Latin America

Following decades of human rights violations, armed conflict and military rule that defined the 1970s and 1980s, countries within the Latin American region are confronting their human rights legacy. As countries have transitioned away from conflict and oppressive governments towards peace and democratic rule, the region has pioneered diverse transitional justice models aimed at national reconciliation and rebuilding, and is implementing human rights-based frameworks for effective governance.

As many Latin American countries are currently undergoing efforts to professionalise their police and prison services with a view to preventing and reducing risks of torture and ill-treatment, the UN Convention against Torture remains a key guiding roadmap and framework to support the adoption of new laws, policies, practices and procedures.

Galvanised by political action and commitment towards a new culture of respect for human rights, the CTI Core State of Chile leads CTI’s work in Latin America. In the region, CTI is engaging with other Latin American countries to support:

  • Anti-torture legal, institutional and policy frameworks;
  • Torture prevention policies and strategies in policing and law enforcement;
  • Capacity-building in prison reform and management.

Regional ratification across Latin America

19
Latin American States parties
1
Latin American State left to ratify

The ratification of the Convention against Torture added to the painful experience of Chile’s recent past, allowed the political structures of the State to gradually become more aware of the value of human dignity and the urgent need to prevent and punish torture and cruel, inhuman or degrading treatment.

H.E. Lorena Recabarren, Chile’s Under-Secretary for Human Rights, speaking before the UN Committee against Torture during Chile’s sixth periodic review, July 2018.

Building and strengthening anti-torture legal, institutional and policy frameworks

Participants in CTI’s regional seminar in Santiago, Chile
Participants in CTI’s regional seminar in Santiago, Chile, in April 2017.

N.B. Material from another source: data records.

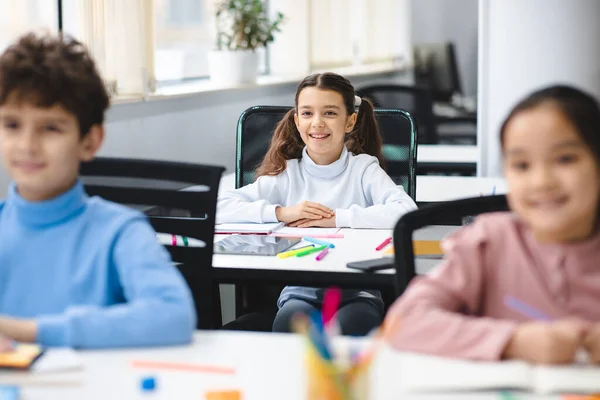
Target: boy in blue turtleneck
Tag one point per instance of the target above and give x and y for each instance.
(74, 271)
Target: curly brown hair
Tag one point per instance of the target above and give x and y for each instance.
(286, 143)
(47, 70)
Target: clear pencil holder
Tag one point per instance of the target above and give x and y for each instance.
(328, 380)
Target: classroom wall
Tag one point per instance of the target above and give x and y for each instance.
(527, 44)
(435, 21)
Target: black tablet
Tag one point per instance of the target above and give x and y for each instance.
(255, 245)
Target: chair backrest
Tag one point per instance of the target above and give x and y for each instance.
(436, 68)
(398, 129)
(442, 213)
(416, 100)
(155, 187)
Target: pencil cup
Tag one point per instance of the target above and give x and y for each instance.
(328, 380)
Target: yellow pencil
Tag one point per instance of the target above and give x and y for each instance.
(290, 253)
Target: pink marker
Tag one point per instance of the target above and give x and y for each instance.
(322, 254)
(383, 244)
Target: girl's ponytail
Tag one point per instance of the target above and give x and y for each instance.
(365, 137)
(286, 144)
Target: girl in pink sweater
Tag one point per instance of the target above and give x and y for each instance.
(546, 253)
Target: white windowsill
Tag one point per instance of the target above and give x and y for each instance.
(206, 86)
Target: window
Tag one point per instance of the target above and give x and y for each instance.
(354, 32)
(119, 35)
(138, 44)
(18, 17)
(184, 32)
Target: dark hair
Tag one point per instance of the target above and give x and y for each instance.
(54, 70)
(286, 143)
(581, 109)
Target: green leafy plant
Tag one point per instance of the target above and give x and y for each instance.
(245, 25)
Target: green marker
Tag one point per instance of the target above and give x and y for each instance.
(309, 251)
(507, 396)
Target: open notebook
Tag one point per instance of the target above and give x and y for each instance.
(423, 373)
(56, 366)
(276, 229)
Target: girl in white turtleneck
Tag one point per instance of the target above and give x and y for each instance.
(322, 170)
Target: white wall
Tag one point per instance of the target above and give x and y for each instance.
(527, 44)
(436, 21)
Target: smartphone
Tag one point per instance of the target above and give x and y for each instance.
(375, 264)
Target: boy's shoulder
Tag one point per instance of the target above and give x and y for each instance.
(107, 212)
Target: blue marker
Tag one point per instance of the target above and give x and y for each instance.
(9, 392)
(319, 242)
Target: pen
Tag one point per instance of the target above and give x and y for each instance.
(289, 253)
(309, 251)
(525, 309)
(322, 254)
(319, 242)
(383, 244)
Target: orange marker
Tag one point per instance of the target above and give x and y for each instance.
(383, 244)
(224, 395)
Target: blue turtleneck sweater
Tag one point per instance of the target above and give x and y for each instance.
(90, 273)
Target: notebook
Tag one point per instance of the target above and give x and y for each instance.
(309, 232)
(424, 373)
(276, 229)
(254, 229)
(56, 366)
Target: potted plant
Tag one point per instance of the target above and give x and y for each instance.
(243, 26)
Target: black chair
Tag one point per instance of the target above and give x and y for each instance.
(398, 129)
(414, 99)
(155, 188)
(443, 213)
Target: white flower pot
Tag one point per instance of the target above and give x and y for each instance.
(230, 68)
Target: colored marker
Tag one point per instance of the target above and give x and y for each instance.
(310, 251)
(289, 253)
(319, 242)
(175, 366)
(322, 254)
(384, 243)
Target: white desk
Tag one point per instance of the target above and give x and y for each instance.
(435, 153)
(430, 188)
(268, 367)
(357, 245)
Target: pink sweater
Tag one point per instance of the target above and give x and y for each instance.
(458, 310)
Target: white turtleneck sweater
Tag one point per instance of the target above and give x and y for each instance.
(355, 186)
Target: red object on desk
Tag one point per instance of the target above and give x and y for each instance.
(383, 244)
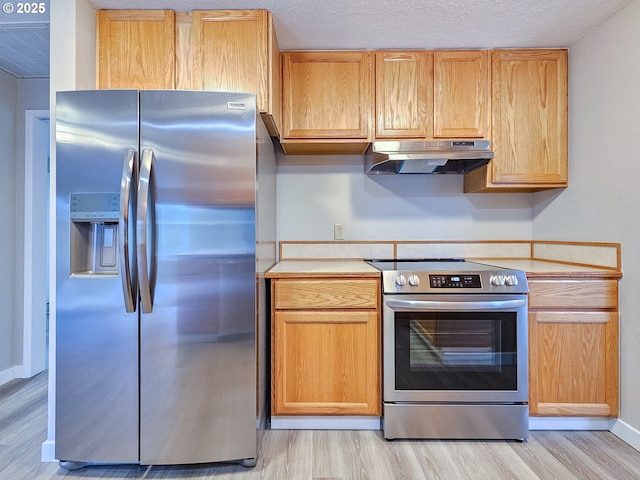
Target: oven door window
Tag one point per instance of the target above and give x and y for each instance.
(455, 351)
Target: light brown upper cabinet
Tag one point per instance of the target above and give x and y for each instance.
(461, 94)
(326, 100)
(237, 51)
(529, 123)
(426, 95)
(136, 49)
(404, 94)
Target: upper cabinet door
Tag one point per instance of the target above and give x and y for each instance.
(404, 97)
(237, 51)
(530, 117)
(136, 49)
(461, 94)
(326, 94)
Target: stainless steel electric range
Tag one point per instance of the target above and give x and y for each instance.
(454, 350)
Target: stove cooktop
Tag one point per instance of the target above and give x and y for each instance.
(447, 275)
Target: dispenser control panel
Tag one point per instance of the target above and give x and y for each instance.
(94, 207)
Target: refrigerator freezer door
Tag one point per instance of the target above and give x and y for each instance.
(198, 364)
(96, 340)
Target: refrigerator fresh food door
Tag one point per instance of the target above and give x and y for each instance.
(96, 339)
(196, 259)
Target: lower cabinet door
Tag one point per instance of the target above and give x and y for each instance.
(326, 363)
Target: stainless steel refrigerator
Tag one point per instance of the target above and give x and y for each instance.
(163, 237)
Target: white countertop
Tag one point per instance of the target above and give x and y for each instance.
(293, 268)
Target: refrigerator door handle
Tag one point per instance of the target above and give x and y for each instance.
(128, 176)
(145, 221)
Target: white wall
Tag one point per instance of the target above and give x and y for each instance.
(73, 63)
(602, 202)
(16, 95)
(33, 94)
(8, 140)
(315, 192)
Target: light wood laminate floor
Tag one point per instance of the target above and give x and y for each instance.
(331, 455)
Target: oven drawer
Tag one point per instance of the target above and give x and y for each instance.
(334, 293)
(579, 294)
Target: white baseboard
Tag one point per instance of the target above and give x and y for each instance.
(325, 423)
(571, 423)
(48, 451)
(11, 374)
(626, 433)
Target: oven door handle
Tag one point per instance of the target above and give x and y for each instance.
(428, 305)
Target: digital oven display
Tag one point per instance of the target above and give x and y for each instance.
(455, 281)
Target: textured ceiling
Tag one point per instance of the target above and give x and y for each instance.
(24, 50)
(364, 24)
(428, 24)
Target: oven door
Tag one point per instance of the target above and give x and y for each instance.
(455, 348)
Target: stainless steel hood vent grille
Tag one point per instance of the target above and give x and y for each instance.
(444, 156)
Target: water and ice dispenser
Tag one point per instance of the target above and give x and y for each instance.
(94, 233)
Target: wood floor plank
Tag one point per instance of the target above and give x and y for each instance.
(330, 455)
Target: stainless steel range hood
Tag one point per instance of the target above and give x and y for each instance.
(439, 156)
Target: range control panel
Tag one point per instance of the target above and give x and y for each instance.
(455, 281)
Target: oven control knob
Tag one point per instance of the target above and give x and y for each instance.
(401, 280)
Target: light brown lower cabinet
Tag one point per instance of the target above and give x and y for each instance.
(573, 347)
(325, 347)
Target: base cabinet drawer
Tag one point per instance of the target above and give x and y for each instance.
(573, 348)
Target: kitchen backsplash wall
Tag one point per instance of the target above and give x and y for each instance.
(316, 192)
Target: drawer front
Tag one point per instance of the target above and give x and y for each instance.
(326, 294)
(580, 294)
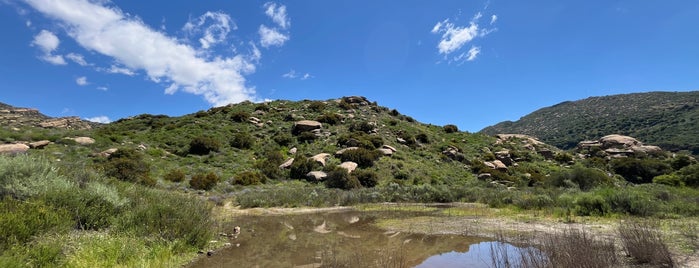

Latin American countries have built solid anti-torture legal frameworks to give effect to their obligations under UNCAT and the various regional human rights instruments prohibiting torture and ill-treatment, including the American Convention on Human Rights (AHCR), the Inter-American Convention to Prevent and Punish Torture (IACPPT) and the Inter-American Convention on the Prevention, Punishment and Eradication of Violence against Women (“Convention of Belem do Para”). In their collective efforts to ameliorate the past, almost all countries have enshrined the prohibition against torture and ill-treatment in their Constitutions and made torture a punishable criminal offence. All countries have enshrined the obligation to exclude evidence obtained by means of torture in national law. Adapting to national contexts, a number of Latin American countries have adopted broader definitions of torture to encompass acts perpetrated by non-State or private actors, crimes related to gender-based violence, and to recognise specific forms of discrimination.

In support of the region’s continued progress and to foster inter-regional dialogue and cooperation, CTI convened a regional seminar in Santiago in April 2017, opened by then President Michelle Bachelet, during which 14 Latin American countries shared good practices, experiences and challenges in building anti-torture legislative and institutional frameworks. CTI is committed to supporting Latin American countries in drafting anti-torture legislation and strengthening anti-torture legal, institutional and policy frameworks.

Read more on Latin American torture-related laws here.

Preventing torture and ill-treatment in policing and law enforcement

As in other regions, developing and consolidating human rights-compliant policing is a priority in Latin America. Latin American States have taken part in a number of CTI events that have focused on this important issue, and have also shared their practices, techniques and experiences in relation to:

  • Implementation of legal and procedural safeguards against torture and ill-treatment during the first hours of arrest and police custody;
  • Lawful use of force and firearms as a means of restraint during arrest, in custody processing, as well as in relation to protests and assemblies;
  • Use of rapport-based investigative interviewing of suspects, witnesses and victims.

CTI supports States in strengthening the effectiveness and professionalism of police and law enforcement services to assist countries in their torture prevention and response efforts.

Capacity-building for prison reform and management policies and strategies

Countries in the Latin American region have highlighted that some of the most pressing issues requiring attention include prison overcrowding, poor material and living conditions of detention and the increase of women as one of the fastest growing prison population groups. In CTI seminars, Latin American participants have shared several good practices aimed at redesigning prison management models in an effort to decongest prisons, improving detention conditions and prioritising alternatives to imprisonment. The work is steadfast and encouraging, but significant challenges remain.

CTI is ready to provide technical assistance to interested Latin Americans wishing to embark on prison reform strategies, such as through seconded thematic experts who are able to undertake reviews of prison management and detention conditions, offering confidential recommendations to the government, or referral to our expert network.